The methodology was previously known for its use in school funding adequacy lawsuits. In those cases a group of educators and experts was gathered to determine the amount of spending that is required to produce an adequate education. Not surprisingly, their professional judgment was always that we need to spend billions and billions (use Carl Sagan voice) more than we spend now. In the most famous use of the professional judgment method, an expert panel convinced the state courts to order the addition of $15 billion to the New York City school system — that’s an extra $15,000 per student.
And advocates for school construction have relied on professional judgment methodologies to argue that we need $127 billion in additional spending to get school facilities in adequate shape. And who could forget the JPGB professional judgment study that determined that this blog needs a spaceship, pony, martinis, cigars, and junkets to Vegas to do an adequate job?
Of course, the main problem with the professional judgment method is that it more closely resembles a political rather than a scientific process. Asking involved parties to recommend solutions may inspire haggling, coalition-building, and grandstanding, but it doesn’t produce truth. If we really wanted to know the best regulatory framework, shouldn’t we empirically examine the relationship between regulation and outcomes that we desire?

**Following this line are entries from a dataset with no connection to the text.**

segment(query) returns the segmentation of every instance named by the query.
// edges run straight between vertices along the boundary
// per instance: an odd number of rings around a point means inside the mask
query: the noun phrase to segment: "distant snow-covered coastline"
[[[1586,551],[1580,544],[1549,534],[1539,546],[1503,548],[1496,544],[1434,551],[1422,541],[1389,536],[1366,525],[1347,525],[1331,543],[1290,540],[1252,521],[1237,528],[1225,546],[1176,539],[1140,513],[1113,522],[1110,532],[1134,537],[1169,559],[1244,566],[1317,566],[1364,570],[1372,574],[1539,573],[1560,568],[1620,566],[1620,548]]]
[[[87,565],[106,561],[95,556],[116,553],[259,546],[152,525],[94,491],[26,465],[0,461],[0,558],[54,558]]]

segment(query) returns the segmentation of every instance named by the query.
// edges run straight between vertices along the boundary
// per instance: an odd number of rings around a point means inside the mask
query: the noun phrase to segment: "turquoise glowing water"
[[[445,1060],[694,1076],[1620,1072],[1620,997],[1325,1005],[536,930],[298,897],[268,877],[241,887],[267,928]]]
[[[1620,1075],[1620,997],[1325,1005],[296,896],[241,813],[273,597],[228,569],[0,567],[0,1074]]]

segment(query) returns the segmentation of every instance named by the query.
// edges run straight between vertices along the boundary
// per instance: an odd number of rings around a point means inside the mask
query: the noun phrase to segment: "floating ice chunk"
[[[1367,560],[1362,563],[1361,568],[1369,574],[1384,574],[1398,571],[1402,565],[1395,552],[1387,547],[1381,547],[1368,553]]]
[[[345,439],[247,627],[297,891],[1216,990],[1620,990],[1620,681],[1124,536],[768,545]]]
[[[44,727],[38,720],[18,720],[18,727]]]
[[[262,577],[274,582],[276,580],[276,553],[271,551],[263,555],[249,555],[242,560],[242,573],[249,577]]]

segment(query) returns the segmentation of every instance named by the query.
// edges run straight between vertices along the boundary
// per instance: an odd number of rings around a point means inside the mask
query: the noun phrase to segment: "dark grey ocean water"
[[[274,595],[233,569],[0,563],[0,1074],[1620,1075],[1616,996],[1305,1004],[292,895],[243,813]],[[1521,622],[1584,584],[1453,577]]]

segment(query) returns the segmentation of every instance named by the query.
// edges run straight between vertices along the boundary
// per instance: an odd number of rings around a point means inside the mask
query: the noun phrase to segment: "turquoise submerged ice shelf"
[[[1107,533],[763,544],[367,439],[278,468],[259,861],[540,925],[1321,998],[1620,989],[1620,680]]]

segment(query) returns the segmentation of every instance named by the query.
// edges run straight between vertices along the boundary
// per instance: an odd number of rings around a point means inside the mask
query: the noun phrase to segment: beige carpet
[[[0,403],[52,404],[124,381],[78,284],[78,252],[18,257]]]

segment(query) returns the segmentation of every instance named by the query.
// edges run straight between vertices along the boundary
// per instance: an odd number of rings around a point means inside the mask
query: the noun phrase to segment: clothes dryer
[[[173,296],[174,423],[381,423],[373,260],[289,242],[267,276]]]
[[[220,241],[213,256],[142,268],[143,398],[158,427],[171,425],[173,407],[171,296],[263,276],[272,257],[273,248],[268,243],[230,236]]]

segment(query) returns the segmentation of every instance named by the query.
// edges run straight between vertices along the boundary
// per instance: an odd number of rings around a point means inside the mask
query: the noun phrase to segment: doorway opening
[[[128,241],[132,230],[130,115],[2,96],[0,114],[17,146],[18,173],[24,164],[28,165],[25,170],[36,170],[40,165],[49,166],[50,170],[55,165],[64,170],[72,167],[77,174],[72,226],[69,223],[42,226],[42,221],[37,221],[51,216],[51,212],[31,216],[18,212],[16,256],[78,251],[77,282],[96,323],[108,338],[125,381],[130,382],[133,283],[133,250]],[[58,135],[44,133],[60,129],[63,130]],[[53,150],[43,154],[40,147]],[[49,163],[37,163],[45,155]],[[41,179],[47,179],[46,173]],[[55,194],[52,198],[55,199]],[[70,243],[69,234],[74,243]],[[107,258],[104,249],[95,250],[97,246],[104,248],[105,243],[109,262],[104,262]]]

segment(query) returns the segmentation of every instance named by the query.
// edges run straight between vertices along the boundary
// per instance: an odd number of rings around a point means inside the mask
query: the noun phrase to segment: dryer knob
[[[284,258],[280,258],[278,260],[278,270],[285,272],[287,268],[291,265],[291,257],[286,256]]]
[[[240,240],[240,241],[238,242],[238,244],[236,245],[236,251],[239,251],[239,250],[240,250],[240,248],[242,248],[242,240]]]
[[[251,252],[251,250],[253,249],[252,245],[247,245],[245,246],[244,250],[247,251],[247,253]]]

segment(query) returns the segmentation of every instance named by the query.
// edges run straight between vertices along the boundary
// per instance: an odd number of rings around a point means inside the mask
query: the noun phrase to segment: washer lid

Rather than engage in the hard work of collecting or examining empirical evidence, it seems to be popular among beltway organizations to gather panels of experts and ask them what they think. Even worse, the answers depend heavily on which experts are asked and what the questions are.
For example, do high stakes pressure schools to sacrifice the learning of certain academic subjects to improve results in others with high stakes attached? The Center for Education Policy employed a variant of the professional judgment method by surveying school district officials to ask them if this was happening. They found that 62% of districts reported an increase in high-stakes subjects and 44% reported a decrease in other subjects, so CEP concluded that high-stakes was narrowing the curriculum. But the GAO surveyed teachers and found that 90% reported that there had not been a change in time spent on the low stakes subject of art. About 4% reported an increase in focus on art and 7% reported a decrease. So the GAO, also employing the professional judgment method, gets a very different answer than CEP. Obviously, which experts you ask and what you ask them make an enormous difference.
Besides, if we really wanted to know about whether high stakes narrow the curriculum, shouldn’t we try to measure the outcome directly rather than ask people what they think? Marcus Winters and I did this by studying whether high stakes in Florida negatively impinged on achievement in the low-stakes subject of science. We found no negative effect on science achievement from raising the stakes on math and reading. Schools that were under pressure to improve math and reading results also improved their science results.
Even if you aren’t convinced by our study, it is clear that this is a better way to get at policy questions than by using the professional judgment method. Stop organizing committees of selected “experts” and start analyzing actual outcomes.